Highly Permeable Benzotriptycene-Based Polymer of Intrinsic Microporosity

Ian Rose; Mariolino Carta; Richard Malpass-Evans; Maria-Chiara Ferrari; Paola Bernardo; Gabriele Clarizia; Johannes C Jansen; Neil B McKeown

doi:10.1021/acsmacrolett.5b00439

Highly Permeable Benzotriptycene-Based Polymer of Intrinsic Microporosity

ACS Macro Lett. 2015 Sep 15;4(9):912-915. doi: 10.1021/acsmacrolett.5b00439. Epub 2015 Aug 13.

Authors

Ian Rose¹, Mariolino Carta¹, Richard Malpass-Evans¹, Maria-Chiara Ferrari², Paola Bernardo³, Gabriele Clarizia³, Johannes C Jansen³, Neil B McKeown¹

Affiliations

¹ EaStCHEM School of Chemistry, University of Edinburgh, David Brewster Road, Edinburgh EH9 3FJ, U.K.
² Institute for Materials and Processes, School of Engineering, The University of Edinburgh, Mayfield Road, Edinburgh EH9 3JL, U.K.
³ Institute on Membrane Technology, ITM-CNR, c/o University of Calabria, Via P. Bucci 17/C, 87036 Rende (CS), Italy.

PMID: 35596456
DOI: 10.1021/acsmacrolett.5b00439

Abstract

A novel polymer of intrinsic microporosity (PIM) was prepared from a diaminobenzotriptycene monomer using a polymerization reaction based on Tröger's base formation.

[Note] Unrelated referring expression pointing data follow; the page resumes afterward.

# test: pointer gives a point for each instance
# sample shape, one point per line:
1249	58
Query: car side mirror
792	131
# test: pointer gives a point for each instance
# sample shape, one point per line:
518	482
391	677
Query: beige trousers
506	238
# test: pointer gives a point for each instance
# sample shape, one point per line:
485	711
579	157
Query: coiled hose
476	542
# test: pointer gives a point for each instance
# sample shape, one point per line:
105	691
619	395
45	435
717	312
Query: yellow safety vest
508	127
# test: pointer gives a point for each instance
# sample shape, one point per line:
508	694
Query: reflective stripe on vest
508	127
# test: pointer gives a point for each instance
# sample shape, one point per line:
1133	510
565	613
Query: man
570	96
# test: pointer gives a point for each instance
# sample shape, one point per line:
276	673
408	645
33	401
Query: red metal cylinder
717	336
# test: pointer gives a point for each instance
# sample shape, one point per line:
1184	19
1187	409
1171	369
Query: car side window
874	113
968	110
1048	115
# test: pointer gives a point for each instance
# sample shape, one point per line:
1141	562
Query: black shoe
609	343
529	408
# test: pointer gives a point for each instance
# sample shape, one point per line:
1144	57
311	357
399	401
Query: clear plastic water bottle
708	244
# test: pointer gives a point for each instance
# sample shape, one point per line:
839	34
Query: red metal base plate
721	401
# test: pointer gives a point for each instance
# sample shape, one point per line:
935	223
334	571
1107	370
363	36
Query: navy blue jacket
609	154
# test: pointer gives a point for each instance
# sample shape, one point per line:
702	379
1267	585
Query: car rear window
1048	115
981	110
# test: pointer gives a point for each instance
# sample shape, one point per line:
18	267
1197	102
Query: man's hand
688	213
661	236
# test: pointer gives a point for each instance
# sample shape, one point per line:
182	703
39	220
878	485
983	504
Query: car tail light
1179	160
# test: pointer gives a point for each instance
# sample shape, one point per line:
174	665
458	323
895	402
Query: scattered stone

The polymer (PIM-BTrip-TB) demonstrated an apparent Brunauer, Emmet, and Teller (BET) surface area of 870 m² g^-1, good solubility in chloroform, excellent molecular mass, high inherent viscosity and provided robust thin films for gas permeability measurements. The polymer is highly permeable (e.g., PH₂ = 9980; PO₂ = 3290 Barrer) with moderate selectivity (e.g., PH₂/PN₂ = 11.0; PO₂/PN₂ = 3.6) so that its data lie over the 2008 Robeson upper bounds for the H₂/N₂, O₂/N₂, and H₂/CH₄ gas pairs and on the upper bound for CO₂/CH₄. On aging, the polymer demonstrates a drop in permeability, which is typical for ultrapermeable polymers, but with a significant increase in gas selectivities (e.g., PO₂ = 1170 Barrer; PO₂/PN₂ = 5.4).